Also, I have come to realize that moms who breastfeed aren't trying to be awkward when they cover up and breast feed in the same room.  Their babies just need to eat and the poor moms don't want to isolate themselves.  So suck it up...you can't see anything.  It is so hard to schedule feedings and outings together!

2. Sleep is elusive but the need for sleep is equally as elusive.  I am tired but can easily make it through the day.  It hasn't been nearly as hard as I thought it would be.  Granted, I will LOVE it when I can sleep though the night regularly again, but that also means my sweet cheeks is growing up.  And this stage is so fun.

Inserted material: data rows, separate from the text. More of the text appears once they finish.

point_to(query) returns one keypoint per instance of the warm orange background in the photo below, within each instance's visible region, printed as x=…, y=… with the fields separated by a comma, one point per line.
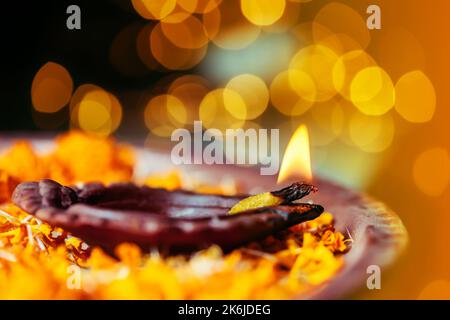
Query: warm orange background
x=424, y=270
x=387, y=174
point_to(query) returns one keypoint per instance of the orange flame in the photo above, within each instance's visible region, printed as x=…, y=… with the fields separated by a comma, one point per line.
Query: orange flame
x=296, y=163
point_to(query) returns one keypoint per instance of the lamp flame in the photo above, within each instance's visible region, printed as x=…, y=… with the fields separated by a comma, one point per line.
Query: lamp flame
x=296, y=164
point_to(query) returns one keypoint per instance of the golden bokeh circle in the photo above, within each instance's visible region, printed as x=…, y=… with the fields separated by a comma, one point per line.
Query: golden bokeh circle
x=51, y=88
x=346, y=68
x=318, y=62
x=263, y=12
x=214, y=114
x=292, y=92
x=154, y=9
x=171, y=56
x=372, y=91
x=95, y=110
x=415, y=97
x=164, y=113
x=227, y=27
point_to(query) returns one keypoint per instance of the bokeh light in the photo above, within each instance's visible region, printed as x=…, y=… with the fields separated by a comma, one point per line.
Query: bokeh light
x=171, y=56
x=372, y=91
x=346, y=68
x=51, y=88
x=95, y=110
x=263, y=12
x=431, y=171
x=154, y=9
x=415, y=98
x=227, y=27
x=198, y=6
x=123, y=53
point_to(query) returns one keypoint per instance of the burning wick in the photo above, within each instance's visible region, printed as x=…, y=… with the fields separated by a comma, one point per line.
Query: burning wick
x=296, y=164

3.  Everything your baby does is amazing.  Everything.  I can't get over it. Exhibit A:

Can you believe how well my baby can hold up his head? (seriously, you say lame stuff like that and mean it!)
4.  Single mothers deserve as much help as we can give.  I can't imagine this without my husband.  He is endlessly helpful, adores our baby, and cares for me.  I can pass off the occasional diaper change, trade off bath nights, and get waited on as I feed our baby.  He's incredible.

5.  It is incredible how selfless you become when you have a baby.  Nothing is about you any more.  It's refining.  Not perfecting, but refining.  Ironically, as I got to this point, Easton woke up and started to cry to eat.  I am typing and feeding at the same time (a skill only a mom could have).

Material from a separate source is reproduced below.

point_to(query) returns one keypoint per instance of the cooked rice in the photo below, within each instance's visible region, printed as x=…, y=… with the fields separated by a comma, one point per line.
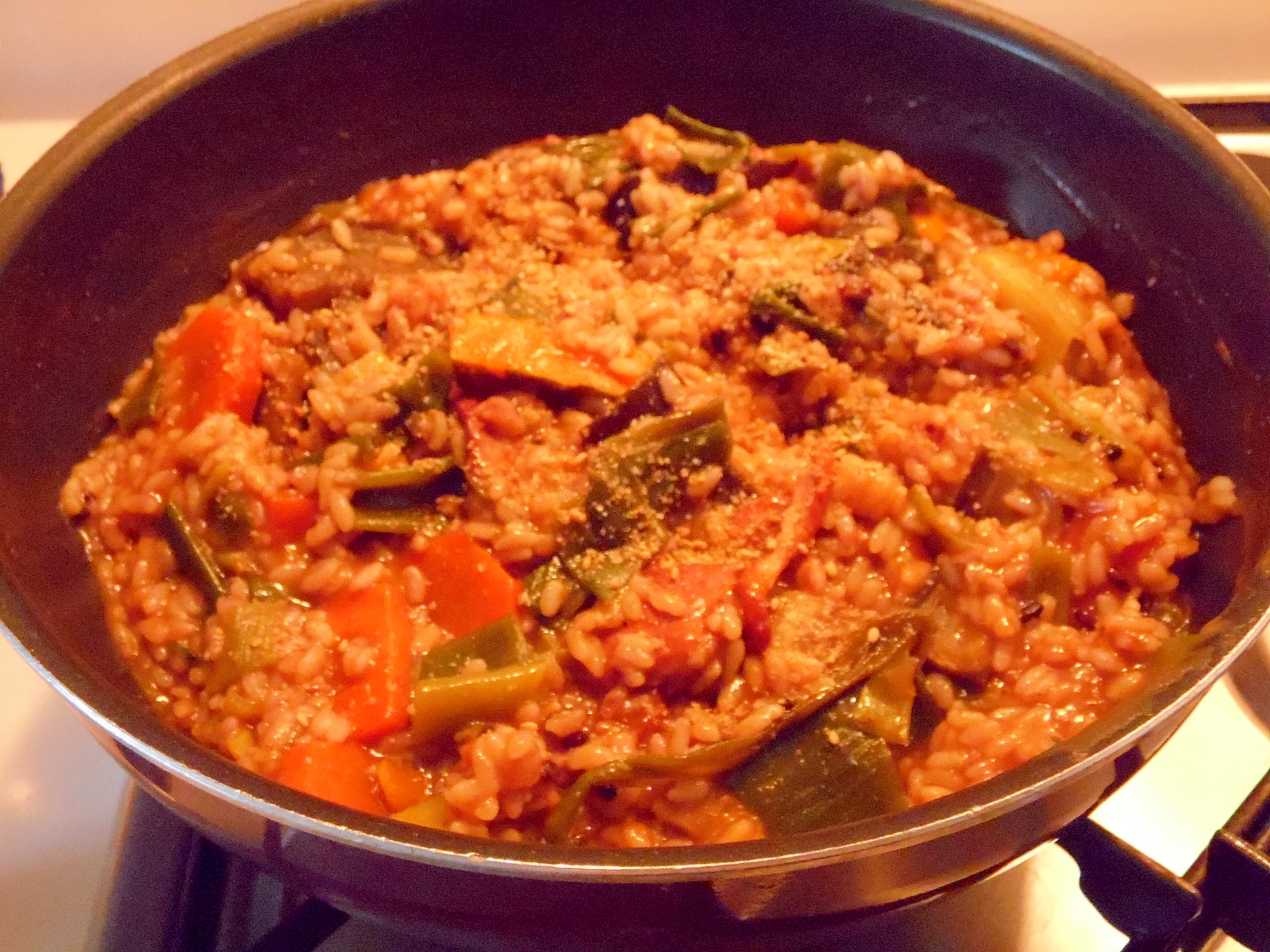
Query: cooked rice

6.  I can feel a portion of what it would feel like to lose a child or a pregnancy.  I am not nearly arrogant enough to say I know how it feels, but my heart feels differently now when I read stories of losing a child or the hope of a pregnancy that is lost.  It aches more.  It pains me more.  I feel a bit of bewilderment and confusion when I think about it.  A slight "How can I go on?" feeling.  It makes me want to cuddle my child.  It makes me stand for 10 minutes and watch him sleep while his chest incredibly rises and falls with each breath.  I can't begin to imagine the depth of the feeling of loss that a parent would feel in that situation but I know that my child has made me feel different about those situations.  It has made me feel more.  It has made me pray more for families who experience this devastating loss.

7. I still regularly want to sock people in the face for ALWAYS talking about the downside.  When we were pregnant it was "Oh, get your sleep now!  You'll never sleep again.  Never."  Or "you'll NEVER want to leave the house with a baby.  It's too hard."  Now I get, "Oh your baby sleeps well and is sweet?  Wait until the next one.  It will be a terror."  I got it, World.  Kids are hard.  I didn't get into this gig thinking it would be kicks and giggles.


In other news...Easton was dedicated at church today.  And they announced him by saying "Easton Nichols and her parents Justin and Laura."  Poor kid. 

Tuesday, October 11, 2011

Pinterest and baby Easton



* I wrote a lot of this post the night before Easton was born.  I thought about changing the opening paragraphs but I thought I'd leave it for irony's sake.


{So, there's going to be a baby in my lap in 3 weeks or less. Intense. We've started school again and I come home exhausted everyday. It's hard work to carry a big baby in your belly and take care of 150 other babies during the day. But I do love it! School is taking a lot of that "nesting" instinct away from me. Trying to prep a class for six weeks that I meticulously control and plan for on a day to day basis is intense. I'm trying to prep everything I possibly can so I won't come back to a totally destroyed room at the end of my pregnancy.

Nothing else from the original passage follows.